Microbiome Discovery - Part 6
Part 6 of “Microbiome Discovery” is a presentation of assigning taxonomy to sequences. This usually happens after OTU clustering.
Primers
A primer appears to be something that’s used to mark the starting and ending point of the sequence reads. There is a bunch of information about this at the NIH Human Microbiome Project, which I visited but can’t make any sense of. I guess the point of this section is a warning that methods of sequencing leads to bias in the results, which creates problems when combining data sets.
There’s a particular primer set that is used by the Earth Microbiome Project (EMP). This looks like it’s defining a specific protocol to use to get results to meet their standards.

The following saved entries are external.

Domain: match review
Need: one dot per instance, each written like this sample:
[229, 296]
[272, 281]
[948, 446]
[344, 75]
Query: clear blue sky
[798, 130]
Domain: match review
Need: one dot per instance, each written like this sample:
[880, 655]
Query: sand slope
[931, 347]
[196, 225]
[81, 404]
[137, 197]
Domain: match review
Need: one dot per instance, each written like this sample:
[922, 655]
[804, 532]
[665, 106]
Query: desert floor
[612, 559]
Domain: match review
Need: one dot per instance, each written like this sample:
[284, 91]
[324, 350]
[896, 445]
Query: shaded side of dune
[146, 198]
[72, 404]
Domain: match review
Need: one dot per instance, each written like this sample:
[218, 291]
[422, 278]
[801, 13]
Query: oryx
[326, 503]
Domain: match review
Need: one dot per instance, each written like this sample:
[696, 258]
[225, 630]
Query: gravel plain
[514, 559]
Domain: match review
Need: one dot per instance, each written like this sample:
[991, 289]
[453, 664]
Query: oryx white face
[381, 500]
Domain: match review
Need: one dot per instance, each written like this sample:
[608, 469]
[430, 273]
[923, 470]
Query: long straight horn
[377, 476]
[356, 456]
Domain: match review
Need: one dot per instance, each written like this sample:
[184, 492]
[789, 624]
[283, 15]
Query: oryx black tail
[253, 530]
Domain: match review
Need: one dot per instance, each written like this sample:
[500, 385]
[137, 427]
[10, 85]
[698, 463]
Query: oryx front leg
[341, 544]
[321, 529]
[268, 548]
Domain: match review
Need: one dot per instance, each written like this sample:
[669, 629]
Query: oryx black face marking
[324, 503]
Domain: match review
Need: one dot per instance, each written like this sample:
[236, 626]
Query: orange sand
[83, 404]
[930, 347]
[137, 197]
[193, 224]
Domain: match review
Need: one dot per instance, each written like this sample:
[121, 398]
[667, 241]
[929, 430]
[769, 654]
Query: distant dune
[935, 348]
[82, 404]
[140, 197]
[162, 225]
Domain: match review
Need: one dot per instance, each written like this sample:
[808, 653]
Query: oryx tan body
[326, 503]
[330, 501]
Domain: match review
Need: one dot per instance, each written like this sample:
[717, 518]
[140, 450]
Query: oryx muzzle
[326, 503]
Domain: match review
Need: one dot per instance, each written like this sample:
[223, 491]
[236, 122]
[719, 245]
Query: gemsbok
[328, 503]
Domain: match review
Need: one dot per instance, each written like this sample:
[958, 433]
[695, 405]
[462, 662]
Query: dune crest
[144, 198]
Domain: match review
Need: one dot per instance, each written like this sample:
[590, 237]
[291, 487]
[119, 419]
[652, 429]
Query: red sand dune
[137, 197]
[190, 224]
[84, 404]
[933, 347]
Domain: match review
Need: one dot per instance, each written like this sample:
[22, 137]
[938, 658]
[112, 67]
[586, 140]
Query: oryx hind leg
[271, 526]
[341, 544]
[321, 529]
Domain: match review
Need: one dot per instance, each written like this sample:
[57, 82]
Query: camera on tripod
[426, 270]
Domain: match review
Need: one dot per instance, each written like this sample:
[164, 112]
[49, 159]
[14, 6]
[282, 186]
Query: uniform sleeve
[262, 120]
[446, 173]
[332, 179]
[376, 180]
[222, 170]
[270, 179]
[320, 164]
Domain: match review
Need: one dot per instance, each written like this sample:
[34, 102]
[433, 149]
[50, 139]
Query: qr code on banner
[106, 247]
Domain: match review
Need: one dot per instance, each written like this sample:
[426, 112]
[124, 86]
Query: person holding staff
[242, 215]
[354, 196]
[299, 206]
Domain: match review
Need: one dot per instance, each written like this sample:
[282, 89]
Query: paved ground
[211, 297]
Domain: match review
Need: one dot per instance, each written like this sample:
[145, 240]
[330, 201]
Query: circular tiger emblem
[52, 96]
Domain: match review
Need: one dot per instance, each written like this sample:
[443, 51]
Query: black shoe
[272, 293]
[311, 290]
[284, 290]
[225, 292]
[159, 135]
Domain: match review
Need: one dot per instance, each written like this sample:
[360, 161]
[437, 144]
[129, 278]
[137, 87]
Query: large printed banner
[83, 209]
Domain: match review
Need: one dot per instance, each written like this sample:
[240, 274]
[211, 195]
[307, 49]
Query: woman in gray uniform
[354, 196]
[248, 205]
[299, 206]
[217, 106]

It does not appear that this is something I would need to learn about since this is on the front end of getting the data, and not working with the data itself.
Taxonomy Assignment
The basic process of this is viewed as a machine learning problem. The training data is a pre-existing collection of known bacteria, then the query data is the given sequence, and the goal is to output a taxonomic label and a confidence level. There are many approaches to this, though there are two general methods.
- Alignment: This takes the sequence and tries to align it directly with the database. This runs slower because it’s trying to match full sequences to each other.
- k-mers: A k-mer is a sequence of length k (usually 8) that is taken from the longer sequence, and this is used to create a probabilistic assessment.
RDP Classifier
The theory behind the RDP classifier is a naive Bayes classification model. There is a bit of interesting hand-waving math that goes on. The example he uses is simplified but demonstrative:
\[P( genus | TTCAG) = \frac{ P(TT | genus) \cdot P(TC | genus) \cdot P(CA | genus) \cdot P(AG | genus) \cdot P(genus)}{P(TTCAG)}\]The \(P(genus)\) and \(P(TTCAG)\) terms are ignored because those are assumed (as a prior probability) to be equally likely. This reduces the problem to a direct calculation of the frequencies of each of the individual sequences with each genus. Ultimately, the decision is the most likely one as you check over all the genera in the library.
The classifier will also give a confidence level of the assignment, which is calculated by a random sampling method. It takes a subset of the k-mers and applies the classification, and determines the frequency that it gets assigned the same way.
He proposes a research project to try to also incorporate the class hierarchy into the process, as that is a well-defined part of the search space that is not used in the RDP classification process. There was some work done (Chaudhary et al. PLoS ONE 2015) that uses a random forest classifier.